Picture of G. Gordon Liddy
Picture of G. Gordon Liddy
George Gordon Battle Liddy (born November 30, 1929) was the chief operative for President Richard Nixon's White House Plumbers unit that broke into the Watergate complex in 1972 and led to Nixon's resignation in 1974. Liddy later became an American radio talk show host, actor, and political strategist. Liddy's radio talk show is syndicated in 160 markets and he is perhaps the second-best known conservative talk show host, behind Rush Limbaugh.

He was born in Hoboken, New Jersey and educated at Fordham University. Liddy graduated in 1952 and joined the US Army, serving for two years as an artillery officer during the Korean War. He returned home in 1954 to study law at Fordham. Graduating in 1957, he went to work for the FBI under J. Edgar Hoover. That same year he married Frances Ann Purcell.
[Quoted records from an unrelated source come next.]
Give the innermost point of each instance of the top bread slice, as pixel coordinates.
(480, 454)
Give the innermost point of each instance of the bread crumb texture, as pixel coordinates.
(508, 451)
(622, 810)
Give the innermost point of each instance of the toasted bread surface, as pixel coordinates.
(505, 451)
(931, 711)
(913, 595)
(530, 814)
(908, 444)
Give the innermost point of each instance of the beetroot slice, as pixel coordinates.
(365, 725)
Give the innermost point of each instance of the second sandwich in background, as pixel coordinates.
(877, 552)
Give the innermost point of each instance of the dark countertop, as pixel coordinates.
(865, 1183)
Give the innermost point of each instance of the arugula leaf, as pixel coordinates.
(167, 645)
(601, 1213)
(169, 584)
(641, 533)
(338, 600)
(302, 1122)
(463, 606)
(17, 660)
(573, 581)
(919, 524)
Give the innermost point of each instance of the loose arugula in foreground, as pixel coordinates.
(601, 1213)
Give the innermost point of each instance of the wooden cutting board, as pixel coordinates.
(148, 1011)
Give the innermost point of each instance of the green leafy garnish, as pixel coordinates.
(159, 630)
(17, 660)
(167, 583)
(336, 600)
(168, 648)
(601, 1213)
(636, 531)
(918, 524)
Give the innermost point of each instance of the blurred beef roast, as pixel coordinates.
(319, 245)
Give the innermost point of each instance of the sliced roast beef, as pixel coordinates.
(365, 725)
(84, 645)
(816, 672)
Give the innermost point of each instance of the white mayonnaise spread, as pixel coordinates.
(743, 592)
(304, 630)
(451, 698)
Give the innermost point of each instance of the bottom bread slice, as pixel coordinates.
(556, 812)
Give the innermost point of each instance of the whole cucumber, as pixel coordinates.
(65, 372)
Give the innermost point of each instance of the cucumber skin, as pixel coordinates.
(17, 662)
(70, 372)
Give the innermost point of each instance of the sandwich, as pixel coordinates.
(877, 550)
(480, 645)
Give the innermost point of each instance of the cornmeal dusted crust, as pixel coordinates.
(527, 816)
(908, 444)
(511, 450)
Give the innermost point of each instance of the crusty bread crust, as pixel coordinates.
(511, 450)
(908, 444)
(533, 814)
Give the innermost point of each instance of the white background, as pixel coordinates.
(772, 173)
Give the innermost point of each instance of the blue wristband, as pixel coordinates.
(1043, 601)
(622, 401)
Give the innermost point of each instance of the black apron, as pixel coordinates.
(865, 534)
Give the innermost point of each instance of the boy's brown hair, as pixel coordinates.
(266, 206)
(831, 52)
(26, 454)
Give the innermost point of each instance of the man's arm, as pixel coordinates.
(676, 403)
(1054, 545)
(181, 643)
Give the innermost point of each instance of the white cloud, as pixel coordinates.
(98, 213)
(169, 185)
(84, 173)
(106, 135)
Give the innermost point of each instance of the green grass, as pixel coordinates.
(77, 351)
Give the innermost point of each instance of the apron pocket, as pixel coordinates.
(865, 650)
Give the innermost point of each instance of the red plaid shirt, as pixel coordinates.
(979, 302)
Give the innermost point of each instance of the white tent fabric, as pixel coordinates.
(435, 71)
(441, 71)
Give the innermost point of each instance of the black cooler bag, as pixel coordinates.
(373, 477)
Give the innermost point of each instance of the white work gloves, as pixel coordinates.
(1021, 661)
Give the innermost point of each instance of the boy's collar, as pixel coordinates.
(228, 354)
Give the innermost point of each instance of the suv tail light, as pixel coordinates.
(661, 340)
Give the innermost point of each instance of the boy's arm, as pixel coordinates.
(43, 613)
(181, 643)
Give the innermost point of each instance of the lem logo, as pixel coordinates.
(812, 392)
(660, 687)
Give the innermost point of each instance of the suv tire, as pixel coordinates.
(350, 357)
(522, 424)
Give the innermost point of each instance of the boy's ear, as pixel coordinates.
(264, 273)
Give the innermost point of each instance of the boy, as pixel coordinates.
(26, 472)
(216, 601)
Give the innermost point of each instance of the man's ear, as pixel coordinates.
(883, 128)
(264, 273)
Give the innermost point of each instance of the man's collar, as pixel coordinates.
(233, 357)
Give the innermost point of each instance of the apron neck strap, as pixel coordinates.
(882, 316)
He left the FBI in 1962 and worked as a lawyer in New York City and Dutchess County, New York. In 1966 he organized the arrest and unsuccessful trial of Timothy Leary. He ran unsuccessfully for the post of District Attorney and then for the House of Representatives in 1968, but used his political profile to run the presidential campaign of Richard Nixon in the 28th district of New York.

In 1971, after serving unsuccessfully in several positions in the Nixon administration, Liddy was moved to Nixon's 1972 campaign, the Committee to Re-elect the President, officially known as CRP but to opponents as CREEP, in order to extend the scope and reach of the White House Plumbers unit. At CRP, Liddy concocted several far-fetched plots intended to embarrass the Democratic opposition. Most were rejected, but one caught the eye of Nixon operatives in the White House, and Liddy organized the ill-conceived break-in of the Democratic National Campaign headquarters in the Watergate complex. Liddy and E. Howard Hunt also broke into Daniel Ellsberg's psychiatrist's office. Ellsberg had leaked the Pentagon Papers and the Plumbers were hoping to find information they could use to discredit him.

For his roles in the Watergate scandal, which he coordinated with Hunt, Liddy was convicted of conspiracy, burglary, and illegal wiretapping and served four and a half years in prison before having his 20 year sentence commuted by President Jimmy Carter.

In 1982, Liddy published an autobiography, titled Will, which sold more than a million copies and was made into a television movie. He joined the talk circuit, eventually landing a syndicated radio program that espouses extremely conservative views and is characterized by Liddy's provocative style.

He first appeared as an actor on a made-for-TV movie called The Highwayman. He also appeared on the TV series Miami Vice and in the movies When Nature Calls (1985), Super Force (1990), Street Asylum (1990) and Adventures in Spying (1992).